Today I don’t run into Steven in the break room, and I’m concerned that I haven’t snagged his interest. When he joins a supervisor at a desk two rows from mine, I take off my cardigan and toy absently with the button at my dress’s neckline. Unfasten, fasten. Unfasten, fasten. I let my fingertips rest against my bare skin. I drag them lower. When I look up, he’s watching, and I gulp and smile and drop my face in shame.

A few moments later I glance through my lashes. He winks. I let him see me giggle.

All in all, it’s a decent show. I hope it works.

I work until 5:30, then go home to my dingy apartment, which shares a wall with the apartment of a single dad who has custody three nights a week. Sometimes I like hearing the squeals and laughter of his kids, but tonight they’re excited about going to the store to pick out Halloween costumes, and I hate them for their happiness and for my memories.

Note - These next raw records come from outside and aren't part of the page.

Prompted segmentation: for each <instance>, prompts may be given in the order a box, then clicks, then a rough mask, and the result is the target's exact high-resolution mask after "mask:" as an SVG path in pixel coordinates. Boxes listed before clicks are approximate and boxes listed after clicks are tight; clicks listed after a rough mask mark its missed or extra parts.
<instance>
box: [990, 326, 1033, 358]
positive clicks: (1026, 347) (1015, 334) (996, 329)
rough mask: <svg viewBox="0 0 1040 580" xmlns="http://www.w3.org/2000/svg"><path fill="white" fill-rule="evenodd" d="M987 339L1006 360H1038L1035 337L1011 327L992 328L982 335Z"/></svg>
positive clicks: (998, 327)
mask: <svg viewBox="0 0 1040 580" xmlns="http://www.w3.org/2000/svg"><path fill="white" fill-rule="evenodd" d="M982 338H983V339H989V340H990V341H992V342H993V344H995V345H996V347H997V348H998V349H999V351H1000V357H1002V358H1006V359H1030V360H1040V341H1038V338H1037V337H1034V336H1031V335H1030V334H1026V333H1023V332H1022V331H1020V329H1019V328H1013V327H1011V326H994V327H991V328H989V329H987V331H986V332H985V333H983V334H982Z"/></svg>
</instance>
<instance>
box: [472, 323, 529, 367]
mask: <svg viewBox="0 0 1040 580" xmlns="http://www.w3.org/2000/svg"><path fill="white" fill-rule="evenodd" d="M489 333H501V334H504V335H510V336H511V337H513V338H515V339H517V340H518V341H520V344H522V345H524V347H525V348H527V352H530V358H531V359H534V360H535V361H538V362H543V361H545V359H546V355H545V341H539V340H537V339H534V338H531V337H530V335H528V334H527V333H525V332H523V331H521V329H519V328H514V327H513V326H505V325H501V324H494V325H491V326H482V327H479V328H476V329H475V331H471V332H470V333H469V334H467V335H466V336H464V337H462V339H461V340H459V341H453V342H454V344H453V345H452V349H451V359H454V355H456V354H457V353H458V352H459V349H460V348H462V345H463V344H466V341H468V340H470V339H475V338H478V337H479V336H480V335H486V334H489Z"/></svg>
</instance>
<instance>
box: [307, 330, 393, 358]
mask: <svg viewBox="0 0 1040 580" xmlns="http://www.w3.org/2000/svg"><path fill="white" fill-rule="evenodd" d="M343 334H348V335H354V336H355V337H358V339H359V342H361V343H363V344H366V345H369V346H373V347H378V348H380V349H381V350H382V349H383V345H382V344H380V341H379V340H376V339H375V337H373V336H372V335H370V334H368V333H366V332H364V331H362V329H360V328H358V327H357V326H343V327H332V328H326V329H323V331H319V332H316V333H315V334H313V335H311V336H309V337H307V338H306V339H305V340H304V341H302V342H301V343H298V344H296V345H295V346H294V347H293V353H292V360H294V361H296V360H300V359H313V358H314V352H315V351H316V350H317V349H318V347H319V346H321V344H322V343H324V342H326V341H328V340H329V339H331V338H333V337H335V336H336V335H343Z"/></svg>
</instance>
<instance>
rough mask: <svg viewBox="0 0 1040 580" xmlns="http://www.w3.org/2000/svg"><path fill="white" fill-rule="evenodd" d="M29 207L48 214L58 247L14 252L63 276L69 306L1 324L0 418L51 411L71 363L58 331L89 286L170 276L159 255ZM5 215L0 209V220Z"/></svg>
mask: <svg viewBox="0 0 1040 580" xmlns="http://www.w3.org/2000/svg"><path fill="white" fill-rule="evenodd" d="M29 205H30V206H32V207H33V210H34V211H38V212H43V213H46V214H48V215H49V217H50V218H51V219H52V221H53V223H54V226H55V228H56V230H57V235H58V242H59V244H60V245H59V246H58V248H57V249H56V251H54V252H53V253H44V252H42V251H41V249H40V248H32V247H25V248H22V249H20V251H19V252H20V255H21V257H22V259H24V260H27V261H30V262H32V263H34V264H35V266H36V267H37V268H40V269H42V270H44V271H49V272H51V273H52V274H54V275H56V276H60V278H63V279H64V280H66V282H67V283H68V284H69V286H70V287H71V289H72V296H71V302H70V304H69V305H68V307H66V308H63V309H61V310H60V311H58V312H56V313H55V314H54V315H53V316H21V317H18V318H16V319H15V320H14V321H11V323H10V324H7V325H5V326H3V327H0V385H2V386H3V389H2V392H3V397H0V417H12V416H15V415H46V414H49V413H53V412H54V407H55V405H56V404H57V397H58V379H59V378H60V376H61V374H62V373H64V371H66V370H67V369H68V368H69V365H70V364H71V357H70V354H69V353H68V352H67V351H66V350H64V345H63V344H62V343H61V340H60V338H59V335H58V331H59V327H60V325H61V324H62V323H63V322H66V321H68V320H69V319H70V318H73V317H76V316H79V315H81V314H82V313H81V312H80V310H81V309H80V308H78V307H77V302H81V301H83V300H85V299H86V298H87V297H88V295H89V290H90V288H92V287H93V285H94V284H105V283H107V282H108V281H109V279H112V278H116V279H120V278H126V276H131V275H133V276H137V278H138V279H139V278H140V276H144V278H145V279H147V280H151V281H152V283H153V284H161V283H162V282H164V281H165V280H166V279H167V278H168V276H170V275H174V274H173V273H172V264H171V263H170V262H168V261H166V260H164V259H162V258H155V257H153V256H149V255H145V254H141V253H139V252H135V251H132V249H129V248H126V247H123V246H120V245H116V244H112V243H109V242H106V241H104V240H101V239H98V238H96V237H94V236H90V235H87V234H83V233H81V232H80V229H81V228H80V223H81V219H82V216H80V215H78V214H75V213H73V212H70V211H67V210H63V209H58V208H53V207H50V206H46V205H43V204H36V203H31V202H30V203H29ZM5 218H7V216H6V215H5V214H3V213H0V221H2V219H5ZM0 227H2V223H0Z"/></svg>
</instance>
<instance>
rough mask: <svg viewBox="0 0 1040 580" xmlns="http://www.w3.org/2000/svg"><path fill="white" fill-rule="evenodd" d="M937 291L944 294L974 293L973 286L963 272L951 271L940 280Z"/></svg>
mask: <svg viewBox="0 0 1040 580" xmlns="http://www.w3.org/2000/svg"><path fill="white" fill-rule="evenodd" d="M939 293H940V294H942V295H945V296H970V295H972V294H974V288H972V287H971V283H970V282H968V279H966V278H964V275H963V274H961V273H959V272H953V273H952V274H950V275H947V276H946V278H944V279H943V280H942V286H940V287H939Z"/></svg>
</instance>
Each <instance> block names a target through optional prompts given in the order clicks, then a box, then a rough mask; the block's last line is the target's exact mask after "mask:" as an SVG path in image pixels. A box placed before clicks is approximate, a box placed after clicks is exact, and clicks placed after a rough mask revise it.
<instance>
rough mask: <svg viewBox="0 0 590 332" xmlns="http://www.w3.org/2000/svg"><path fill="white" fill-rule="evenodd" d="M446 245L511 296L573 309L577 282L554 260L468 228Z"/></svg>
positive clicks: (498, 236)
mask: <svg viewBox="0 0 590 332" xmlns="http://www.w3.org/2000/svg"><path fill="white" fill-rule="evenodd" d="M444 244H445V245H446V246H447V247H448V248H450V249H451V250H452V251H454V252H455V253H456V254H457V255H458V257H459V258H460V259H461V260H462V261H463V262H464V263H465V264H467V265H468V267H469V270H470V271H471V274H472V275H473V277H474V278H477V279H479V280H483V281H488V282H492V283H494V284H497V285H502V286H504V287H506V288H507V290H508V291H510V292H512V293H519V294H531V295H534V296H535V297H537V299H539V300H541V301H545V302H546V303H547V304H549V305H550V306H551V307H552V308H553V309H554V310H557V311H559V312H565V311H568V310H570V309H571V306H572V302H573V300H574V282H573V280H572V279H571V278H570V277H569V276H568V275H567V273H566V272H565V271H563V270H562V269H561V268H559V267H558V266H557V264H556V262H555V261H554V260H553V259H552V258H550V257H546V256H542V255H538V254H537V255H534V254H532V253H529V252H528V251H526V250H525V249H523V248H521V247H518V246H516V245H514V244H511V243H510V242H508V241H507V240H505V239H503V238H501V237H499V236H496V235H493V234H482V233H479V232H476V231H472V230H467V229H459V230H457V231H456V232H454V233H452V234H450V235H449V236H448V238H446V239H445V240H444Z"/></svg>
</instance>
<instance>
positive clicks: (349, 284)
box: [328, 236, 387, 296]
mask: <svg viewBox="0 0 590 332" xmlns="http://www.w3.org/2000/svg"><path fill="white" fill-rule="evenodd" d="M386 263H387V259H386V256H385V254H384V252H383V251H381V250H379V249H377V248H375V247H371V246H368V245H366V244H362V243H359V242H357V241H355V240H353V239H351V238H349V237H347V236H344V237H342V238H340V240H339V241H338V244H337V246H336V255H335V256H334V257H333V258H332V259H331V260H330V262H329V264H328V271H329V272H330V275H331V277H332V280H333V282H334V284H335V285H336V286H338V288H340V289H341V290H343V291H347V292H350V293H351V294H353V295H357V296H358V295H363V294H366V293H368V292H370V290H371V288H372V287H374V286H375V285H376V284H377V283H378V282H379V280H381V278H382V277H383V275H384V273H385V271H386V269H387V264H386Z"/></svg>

For our sophomore Halloween at the U, Meg made me dress up, the first time I’d bothered since I was ten. She went as a sexy nurse. I was a sexy teacher. The whole point of college costumes was the sexy, of course, and it worked. That night I got laid, and she met a boy who became her boyfriend. Kevin, I think. He was fine for a college boy, and I liked him. It only lasted three months, though.

Meg always fell hard and fast, and I was good at giving her the space for that. That was my role in her love life: to be there waiting when it all fell apart. To help her understand the logic of getting over it and moving on when she couldn’t see past her torrent of tears.

Her role in my love life was to encourage me to give each guy a chance. He’s nice! He likes you! He’s so cute! Most of my college dating was just to humor her. To try it her way for a little while. I liked the physical closeness, the sex, but I could never get to the part where you opened up to the other person.